While the precise meaning of these specific symbols remains undecipherable, the observed patterns in their application can shed light on their function. Bentz and Dutkiewicz employed a statistical analysis focused on 260 movable artifacts originating from the Aurignacian culture, which inhabited a region of caves in present-day southern Germany.

These included statuettes and other objects meticulously crafted from ivory, bone, and antler. Many were embellished with various markings such as dots, lines, chevrons, crosses, zigzags, star shapes, and cross-hatched designs.

Across the entirety of the examined artifacts, the investigators documented over 3,000 individual markings, categorizing them and noting the type of object on which each was found. This compilation formed the foundation for their statistical investigations.

Using algorithms and information-theoretic models, they sought to identify patterns in the arrangement of these markings. The research team quantified aspects such as recurrence frequencies, the variety of symbol types, and entropy – a statistical measure indicating the informational capacity of a sequence. These metrics are frequently utilized in the examination of linguistic structures and nascent writing systems.

The outcomes of this analysis strongly suggest that the carvings were far from arbitrary.

The symbols appeared in deliberate, reproducible sequences exhibiting discernible structure. Distinct types of objects displayed unique patterning: for instance, figurines bore sequences with an information density – a greater degree of structured variability within a sequence – approximately 15 percent higher than that found on tools.

The full set of marks inscribed on the mammoth figurine. (Bentz & Dutkiewicz, PNAS, 2026)

Tools, in turn, presented a density about 10 percent greater than that observed on tubes or flute-like implements, and approximately 15 percent greater than that on personal adornments.

These observed patterns remained consistent over a period of approximately 10,000 years, suggesting they served a stable, shared communicative purpose rather than mere aesthetic embellishment. The researchers are unequivocal in stating that this function was not for the transcription of spoken language; the observed patterns diverge significantly from those characteristic of writing, the earliest known examples of which emerged about 5,000 years ago.

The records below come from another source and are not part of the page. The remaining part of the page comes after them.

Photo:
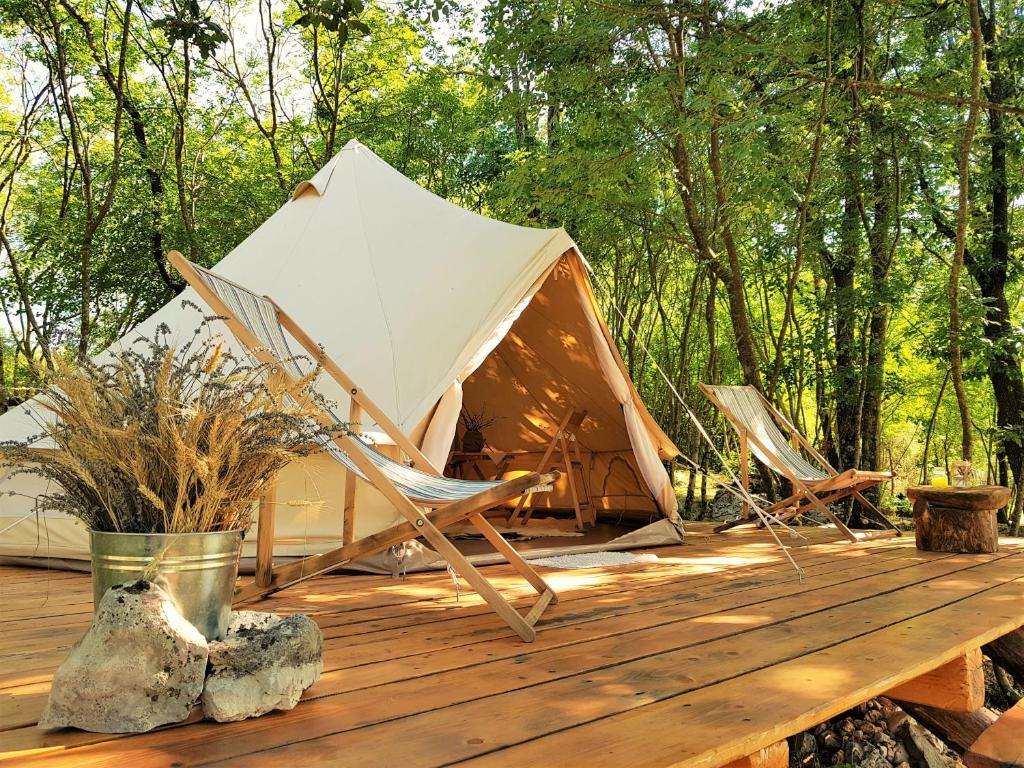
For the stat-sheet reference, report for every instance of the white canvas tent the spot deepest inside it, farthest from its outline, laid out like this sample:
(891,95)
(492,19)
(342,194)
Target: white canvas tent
(428,307)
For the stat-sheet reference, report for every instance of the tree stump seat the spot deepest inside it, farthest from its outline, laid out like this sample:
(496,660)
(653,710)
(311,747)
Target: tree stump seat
(957,519)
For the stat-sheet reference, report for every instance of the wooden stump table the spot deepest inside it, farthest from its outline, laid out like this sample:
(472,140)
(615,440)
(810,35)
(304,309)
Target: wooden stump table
(957,519)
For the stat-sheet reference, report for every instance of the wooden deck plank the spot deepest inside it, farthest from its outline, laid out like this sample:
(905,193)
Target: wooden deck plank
(340,675)
(572,587)
(739,716)
(445,735)
(601,691)
(415,677)
(566,650)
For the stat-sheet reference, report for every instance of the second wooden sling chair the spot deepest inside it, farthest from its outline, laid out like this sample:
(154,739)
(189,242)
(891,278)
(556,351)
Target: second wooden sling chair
(758,424)
(262,328)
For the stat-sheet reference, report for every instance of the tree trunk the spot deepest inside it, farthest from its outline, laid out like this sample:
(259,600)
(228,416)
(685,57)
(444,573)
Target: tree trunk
(989,270)
(955,356)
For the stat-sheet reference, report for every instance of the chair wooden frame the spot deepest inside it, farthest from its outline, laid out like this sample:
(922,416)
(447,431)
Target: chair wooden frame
(817,495)
(565,437)
(418,522)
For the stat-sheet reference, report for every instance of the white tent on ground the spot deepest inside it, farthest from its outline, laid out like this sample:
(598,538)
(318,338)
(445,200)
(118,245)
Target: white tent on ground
(431,309)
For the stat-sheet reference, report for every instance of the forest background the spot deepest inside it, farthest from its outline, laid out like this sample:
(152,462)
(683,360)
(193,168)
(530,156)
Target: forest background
(820,198)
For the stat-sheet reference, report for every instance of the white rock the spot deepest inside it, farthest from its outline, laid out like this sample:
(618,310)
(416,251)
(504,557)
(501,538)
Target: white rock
(139,666)
(264,663)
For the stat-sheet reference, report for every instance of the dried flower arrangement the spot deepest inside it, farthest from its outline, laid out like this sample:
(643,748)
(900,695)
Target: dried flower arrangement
(476,421)
(164,439)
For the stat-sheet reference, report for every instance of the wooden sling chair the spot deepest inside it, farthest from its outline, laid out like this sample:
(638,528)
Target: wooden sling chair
(758,422)
(262,328)
(565,438)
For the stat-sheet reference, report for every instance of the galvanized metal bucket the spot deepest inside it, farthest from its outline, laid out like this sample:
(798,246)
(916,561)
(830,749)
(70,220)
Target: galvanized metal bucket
(197,570)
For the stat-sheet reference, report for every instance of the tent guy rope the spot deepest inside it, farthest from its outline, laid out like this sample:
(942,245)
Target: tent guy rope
(735,487)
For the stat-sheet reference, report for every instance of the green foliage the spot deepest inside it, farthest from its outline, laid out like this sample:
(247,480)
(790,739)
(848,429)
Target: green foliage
(552,113)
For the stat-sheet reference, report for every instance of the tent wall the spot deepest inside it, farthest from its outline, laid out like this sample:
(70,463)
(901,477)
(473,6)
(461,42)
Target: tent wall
(550,363)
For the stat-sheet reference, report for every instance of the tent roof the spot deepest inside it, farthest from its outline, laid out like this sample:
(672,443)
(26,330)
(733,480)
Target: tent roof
(398,285)
(401,287)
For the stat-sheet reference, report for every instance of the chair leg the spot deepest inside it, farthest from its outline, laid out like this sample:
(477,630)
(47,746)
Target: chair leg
(264,538)
(515,559)
(481,586)
(813,501)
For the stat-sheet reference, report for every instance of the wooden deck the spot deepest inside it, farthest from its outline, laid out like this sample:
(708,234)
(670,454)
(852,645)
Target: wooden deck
(709,654)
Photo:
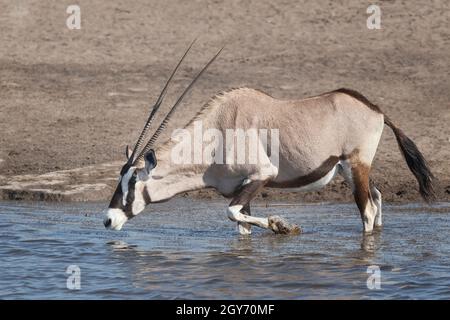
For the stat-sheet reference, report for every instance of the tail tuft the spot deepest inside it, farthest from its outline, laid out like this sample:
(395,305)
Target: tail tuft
(416,162)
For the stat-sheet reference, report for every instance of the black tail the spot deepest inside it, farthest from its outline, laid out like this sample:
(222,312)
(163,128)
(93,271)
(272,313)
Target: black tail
(416,162)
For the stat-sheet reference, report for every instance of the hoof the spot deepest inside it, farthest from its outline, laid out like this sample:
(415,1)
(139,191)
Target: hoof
(281,226)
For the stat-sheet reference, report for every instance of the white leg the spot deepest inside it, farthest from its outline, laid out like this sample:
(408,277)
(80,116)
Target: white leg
(376,195)
(234,214)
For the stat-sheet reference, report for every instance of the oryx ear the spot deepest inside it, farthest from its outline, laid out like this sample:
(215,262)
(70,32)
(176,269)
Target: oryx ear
(128,152)
(150,160)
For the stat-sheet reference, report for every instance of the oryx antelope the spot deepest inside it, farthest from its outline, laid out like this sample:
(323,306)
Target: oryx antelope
(334,133)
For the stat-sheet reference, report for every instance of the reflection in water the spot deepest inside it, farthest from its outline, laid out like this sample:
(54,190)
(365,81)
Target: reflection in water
(189,250)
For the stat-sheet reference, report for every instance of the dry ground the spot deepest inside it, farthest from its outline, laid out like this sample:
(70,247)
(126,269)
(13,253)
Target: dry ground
(72,98)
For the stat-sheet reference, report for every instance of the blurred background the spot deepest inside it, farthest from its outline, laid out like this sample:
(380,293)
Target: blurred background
(72,98)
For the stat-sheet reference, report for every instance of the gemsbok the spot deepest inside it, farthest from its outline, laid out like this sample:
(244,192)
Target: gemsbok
(319,137)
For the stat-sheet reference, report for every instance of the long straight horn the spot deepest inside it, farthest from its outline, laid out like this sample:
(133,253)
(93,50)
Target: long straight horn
(166,120)
(156,106)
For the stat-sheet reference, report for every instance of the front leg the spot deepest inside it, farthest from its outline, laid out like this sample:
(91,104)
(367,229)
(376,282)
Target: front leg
(245,228)
(242,200)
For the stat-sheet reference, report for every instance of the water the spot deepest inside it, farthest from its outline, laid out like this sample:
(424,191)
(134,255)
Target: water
(189,249)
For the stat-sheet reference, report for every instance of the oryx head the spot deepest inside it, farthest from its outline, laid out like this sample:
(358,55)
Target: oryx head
(132,194)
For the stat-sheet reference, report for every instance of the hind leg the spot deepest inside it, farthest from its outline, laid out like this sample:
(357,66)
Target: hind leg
(357,175)
(363,197)
(376,196)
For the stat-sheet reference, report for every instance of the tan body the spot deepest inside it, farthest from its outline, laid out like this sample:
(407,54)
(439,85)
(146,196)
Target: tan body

The research posits that the Aurignacian symbols represent a form of human intercommunication, even though their precise significance is now obscured. While the exact nature of their meaning may remain elusive, the findings strongly indicate that humans were engaged in storing and structuring information tens of thousands of years before the advent of the earliest recognized writing systems.

“It continues to be challenging – or indeed impossible – to definitively prove that Aurignacian sign systems fulfilled the same numero-ideographic roles as protocuneiform. Furthermore, a stark contrast exists between them: Protocuneiform evolved into a fully developed writing system representing the Sumerian language within the subsequent millennium,” the researchers noted.

“Conversely, the sign sequences from the Swabian Aurignacian maintained stability in their information density for 10,000 years before disappearing.”

These groundbreaking findings have been published in the Proceedings of the National Academy of Sciences.